In Davison's case, his mother, Patricia, had stopped eating in a futile effort to hasten her death, but had eventually begged her son to help her die.

Izikowitz said her brother was arrested for murder and the family faced severe public criticism.

''It was a different time then. Joe was considered a murderer. But, as a family, we supported him.
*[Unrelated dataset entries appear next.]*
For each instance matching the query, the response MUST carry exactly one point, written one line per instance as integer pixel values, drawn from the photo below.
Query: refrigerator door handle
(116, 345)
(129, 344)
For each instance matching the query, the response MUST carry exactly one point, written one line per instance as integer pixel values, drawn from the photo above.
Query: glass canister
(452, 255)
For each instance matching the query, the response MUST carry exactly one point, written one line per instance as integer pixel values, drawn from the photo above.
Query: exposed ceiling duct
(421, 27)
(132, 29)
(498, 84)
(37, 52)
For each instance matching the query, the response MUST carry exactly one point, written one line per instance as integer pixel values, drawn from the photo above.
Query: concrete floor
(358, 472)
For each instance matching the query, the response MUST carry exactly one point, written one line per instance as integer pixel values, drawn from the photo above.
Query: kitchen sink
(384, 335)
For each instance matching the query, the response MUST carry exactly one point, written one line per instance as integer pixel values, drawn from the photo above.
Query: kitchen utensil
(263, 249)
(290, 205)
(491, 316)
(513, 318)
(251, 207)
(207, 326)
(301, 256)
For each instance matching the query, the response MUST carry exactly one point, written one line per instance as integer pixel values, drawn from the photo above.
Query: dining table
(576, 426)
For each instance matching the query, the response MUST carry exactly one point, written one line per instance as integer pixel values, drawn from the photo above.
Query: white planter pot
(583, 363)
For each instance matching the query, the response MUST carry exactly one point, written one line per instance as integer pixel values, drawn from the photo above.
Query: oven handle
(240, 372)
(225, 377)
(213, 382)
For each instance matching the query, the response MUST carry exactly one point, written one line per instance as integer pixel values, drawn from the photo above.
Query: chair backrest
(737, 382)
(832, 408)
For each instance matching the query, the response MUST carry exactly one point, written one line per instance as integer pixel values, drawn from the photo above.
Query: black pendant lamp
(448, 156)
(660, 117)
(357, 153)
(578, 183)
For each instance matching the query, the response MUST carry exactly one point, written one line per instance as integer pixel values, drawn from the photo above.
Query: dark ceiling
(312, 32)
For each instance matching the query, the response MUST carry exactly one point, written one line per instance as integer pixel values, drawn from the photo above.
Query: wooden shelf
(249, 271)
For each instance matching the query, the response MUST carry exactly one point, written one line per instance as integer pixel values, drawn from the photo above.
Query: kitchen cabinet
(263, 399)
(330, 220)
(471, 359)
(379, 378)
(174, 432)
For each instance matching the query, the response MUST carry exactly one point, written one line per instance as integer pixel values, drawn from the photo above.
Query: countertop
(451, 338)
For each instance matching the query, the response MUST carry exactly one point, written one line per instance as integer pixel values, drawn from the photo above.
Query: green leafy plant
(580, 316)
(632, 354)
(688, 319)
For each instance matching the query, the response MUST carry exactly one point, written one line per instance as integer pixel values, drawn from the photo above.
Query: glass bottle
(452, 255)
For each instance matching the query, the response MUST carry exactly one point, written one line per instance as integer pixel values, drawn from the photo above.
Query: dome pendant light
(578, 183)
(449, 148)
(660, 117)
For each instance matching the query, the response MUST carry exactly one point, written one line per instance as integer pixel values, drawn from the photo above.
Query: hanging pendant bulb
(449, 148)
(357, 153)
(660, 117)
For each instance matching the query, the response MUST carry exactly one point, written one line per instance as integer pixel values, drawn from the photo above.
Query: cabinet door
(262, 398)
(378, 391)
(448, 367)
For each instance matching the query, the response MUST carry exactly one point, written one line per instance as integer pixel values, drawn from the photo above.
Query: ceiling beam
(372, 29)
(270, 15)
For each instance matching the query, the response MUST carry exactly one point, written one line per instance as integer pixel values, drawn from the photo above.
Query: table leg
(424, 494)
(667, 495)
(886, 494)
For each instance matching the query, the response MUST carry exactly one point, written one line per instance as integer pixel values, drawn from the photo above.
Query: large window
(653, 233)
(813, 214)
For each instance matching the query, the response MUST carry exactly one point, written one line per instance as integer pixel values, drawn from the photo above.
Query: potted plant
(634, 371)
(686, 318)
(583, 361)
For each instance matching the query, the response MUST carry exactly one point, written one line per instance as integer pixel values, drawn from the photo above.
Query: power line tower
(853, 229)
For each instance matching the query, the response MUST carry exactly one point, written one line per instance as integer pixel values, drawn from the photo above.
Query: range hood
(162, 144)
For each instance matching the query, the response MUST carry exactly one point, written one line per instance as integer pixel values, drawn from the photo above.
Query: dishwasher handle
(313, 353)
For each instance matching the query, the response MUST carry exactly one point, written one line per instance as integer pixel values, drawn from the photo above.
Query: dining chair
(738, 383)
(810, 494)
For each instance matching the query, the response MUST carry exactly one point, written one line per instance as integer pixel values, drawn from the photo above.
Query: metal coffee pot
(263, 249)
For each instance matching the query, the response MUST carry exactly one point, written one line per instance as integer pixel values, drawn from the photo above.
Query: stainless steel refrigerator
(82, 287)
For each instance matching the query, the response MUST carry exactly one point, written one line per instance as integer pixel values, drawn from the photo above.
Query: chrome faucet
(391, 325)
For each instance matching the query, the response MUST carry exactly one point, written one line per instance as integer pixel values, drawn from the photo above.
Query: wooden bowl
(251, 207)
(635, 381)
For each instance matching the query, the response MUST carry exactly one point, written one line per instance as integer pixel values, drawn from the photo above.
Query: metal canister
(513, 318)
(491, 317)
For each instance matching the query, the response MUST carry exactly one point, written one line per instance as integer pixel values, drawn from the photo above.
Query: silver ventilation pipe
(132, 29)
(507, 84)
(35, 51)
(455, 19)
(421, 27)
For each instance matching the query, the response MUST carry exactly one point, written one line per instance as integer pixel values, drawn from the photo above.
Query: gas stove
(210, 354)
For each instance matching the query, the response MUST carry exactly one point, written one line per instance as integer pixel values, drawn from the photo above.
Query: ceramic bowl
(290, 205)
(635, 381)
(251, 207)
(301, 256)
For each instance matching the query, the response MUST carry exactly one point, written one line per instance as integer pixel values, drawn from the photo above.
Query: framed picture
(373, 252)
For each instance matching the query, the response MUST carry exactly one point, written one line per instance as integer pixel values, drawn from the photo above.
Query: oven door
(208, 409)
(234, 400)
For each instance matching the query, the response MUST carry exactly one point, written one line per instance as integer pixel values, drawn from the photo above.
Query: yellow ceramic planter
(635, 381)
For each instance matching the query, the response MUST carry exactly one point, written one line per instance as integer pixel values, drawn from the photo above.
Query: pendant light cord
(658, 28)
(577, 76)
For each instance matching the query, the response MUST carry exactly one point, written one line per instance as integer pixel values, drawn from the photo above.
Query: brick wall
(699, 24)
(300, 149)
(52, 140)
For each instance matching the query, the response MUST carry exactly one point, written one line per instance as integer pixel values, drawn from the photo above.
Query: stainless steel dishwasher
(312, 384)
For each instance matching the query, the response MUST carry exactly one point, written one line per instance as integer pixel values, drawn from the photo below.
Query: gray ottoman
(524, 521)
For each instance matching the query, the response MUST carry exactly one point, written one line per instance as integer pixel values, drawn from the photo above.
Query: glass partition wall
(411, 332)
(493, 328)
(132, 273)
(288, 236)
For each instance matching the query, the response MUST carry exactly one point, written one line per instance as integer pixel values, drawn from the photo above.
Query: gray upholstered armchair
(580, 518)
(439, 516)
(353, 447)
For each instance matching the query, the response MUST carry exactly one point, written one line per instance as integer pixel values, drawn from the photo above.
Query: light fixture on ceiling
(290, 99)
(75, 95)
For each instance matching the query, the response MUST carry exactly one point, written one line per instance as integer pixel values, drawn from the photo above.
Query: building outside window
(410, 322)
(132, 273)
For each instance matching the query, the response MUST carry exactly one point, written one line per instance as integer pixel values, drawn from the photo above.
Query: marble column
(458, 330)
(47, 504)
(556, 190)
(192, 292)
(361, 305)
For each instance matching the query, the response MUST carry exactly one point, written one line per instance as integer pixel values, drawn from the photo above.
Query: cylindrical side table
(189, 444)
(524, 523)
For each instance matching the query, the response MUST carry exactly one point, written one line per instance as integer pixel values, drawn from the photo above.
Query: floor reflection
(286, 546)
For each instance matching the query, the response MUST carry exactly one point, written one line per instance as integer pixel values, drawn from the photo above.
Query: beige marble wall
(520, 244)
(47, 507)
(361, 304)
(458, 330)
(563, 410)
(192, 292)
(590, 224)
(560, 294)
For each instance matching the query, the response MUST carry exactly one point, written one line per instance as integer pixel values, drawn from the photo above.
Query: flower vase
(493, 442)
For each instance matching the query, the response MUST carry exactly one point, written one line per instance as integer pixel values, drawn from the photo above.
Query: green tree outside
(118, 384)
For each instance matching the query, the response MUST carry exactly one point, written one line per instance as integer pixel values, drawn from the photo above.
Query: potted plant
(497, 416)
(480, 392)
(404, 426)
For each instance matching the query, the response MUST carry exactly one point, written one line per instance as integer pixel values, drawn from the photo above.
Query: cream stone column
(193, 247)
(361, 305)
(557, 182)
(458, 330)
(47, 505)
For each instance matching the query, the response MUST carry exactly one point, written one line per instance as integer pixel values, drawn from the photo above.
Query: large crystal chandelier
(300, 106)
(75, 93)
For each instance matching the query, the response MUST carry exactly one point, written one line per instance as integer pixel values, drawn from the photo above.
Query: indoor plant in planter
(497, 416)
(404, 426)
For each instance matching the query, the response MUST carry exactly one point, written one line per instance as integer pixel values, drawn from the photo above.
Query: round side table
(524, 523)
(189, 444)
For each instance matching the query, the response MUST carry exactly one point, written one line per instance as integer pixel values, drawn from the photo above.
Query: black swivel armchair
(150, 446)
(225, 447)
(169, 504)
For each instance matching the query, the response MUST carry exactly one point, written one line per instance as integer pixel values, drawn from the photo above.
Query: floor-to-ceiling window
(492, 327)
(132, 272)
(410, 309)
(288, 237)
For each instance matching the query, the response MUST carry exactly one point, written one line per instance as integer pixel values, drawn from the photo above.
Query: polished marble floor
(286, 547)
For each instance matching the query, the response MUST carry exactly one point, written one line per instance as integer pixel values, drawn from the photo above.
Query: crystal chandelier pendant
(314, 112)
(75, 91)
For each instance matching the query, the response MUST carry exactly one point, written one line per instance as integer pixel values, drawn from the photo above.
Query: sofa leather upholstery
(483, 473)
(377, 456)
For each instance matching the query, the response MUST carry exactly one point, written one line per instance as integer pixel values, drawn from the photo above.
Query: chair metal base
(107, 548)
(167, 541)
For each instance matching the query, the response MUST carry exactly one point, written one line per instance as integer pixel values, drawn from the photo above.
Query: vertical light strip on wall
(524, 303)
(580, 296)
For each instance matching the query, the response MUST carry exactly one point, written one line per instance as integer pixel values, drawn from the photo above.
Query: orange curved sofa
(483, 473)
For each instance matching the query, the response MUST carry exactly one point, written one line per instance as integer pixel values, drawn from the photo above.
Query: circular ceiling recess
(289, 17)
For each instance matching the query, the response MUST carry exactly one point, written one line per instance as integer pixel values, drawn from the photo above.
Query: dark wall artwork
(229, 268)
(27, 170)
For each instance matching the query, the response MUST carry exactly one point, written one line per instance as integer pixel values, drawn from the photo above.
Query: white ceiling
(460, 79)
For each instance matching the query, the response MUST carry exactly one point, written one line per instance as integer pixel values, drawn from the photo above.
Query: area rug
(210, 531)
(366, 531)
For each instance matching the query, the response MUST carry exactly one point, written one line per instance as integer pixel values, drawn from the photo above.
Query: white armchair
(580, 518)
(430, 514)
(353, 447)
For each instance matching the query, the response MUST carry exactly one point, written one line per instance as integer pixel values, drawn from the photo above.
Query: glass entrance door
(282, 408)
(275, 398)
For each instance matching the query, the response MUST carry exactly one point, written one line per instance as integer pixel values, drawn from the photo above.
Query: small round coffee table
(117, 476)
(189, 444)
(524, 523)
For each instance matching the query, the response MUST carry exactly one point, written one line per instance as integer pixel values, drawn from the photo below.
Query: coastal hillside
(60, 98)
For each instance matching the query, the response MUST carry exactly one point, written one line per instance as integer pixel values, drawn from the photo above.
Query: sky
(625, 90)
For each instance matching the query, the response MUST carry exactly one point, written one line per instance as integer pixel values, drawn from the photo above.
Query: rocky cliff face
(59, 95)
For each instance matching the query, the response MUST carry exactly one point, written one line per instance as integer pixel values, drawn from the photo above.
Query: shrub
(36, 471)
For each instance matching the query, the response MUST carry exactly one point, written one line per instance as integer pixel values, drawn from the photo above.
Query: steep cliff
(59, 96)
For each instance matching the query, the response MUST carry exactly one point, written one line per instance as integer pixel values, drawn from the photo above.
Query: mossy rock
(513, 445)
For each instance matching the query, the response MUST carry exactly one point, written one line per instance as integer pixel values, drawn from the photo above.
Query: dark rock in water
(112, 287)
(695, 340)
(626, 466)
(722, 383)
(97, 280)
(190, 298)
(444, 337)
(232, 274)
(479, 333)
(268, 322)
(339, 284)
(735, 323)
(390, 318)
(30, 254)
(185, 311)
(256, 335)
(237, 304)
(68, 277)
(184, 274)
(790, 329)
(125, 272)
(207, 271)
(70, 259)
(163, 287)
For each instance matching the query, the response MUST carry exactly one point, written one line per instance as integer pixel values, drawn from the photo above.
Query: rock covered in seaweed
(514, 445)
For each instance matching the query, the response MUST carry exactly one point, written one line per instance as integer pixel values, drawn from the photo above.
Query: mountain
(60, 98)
He did what we couldn't.

"He went on trial and the court acquitted him on the basis of a mercy killing," she said.

Davison was also put on trial, but a New Zealand judge found he had been motivated by compassion and love, and sentenced the forensic scientist to five months of house arrest.

Joe Davidow died 12 years ago from a brain tumour.

In 1956 the Sunday Times quoted unnamed lawyers as saying "there has seldom been a case in which the reports of psychiatrists have been of such importance to the defence".

It quoted Davidow as saying: "I very much resented the tests by psychiatrists. I'm normal, I told them. I told one psychiatrist that I regarded the whole thing as a lot of nonsense."

Izikowitz said of the Davison case: ''I was so heartsore when I read about Professor Davison. He should not be ashamed. He did a most wonderful thing."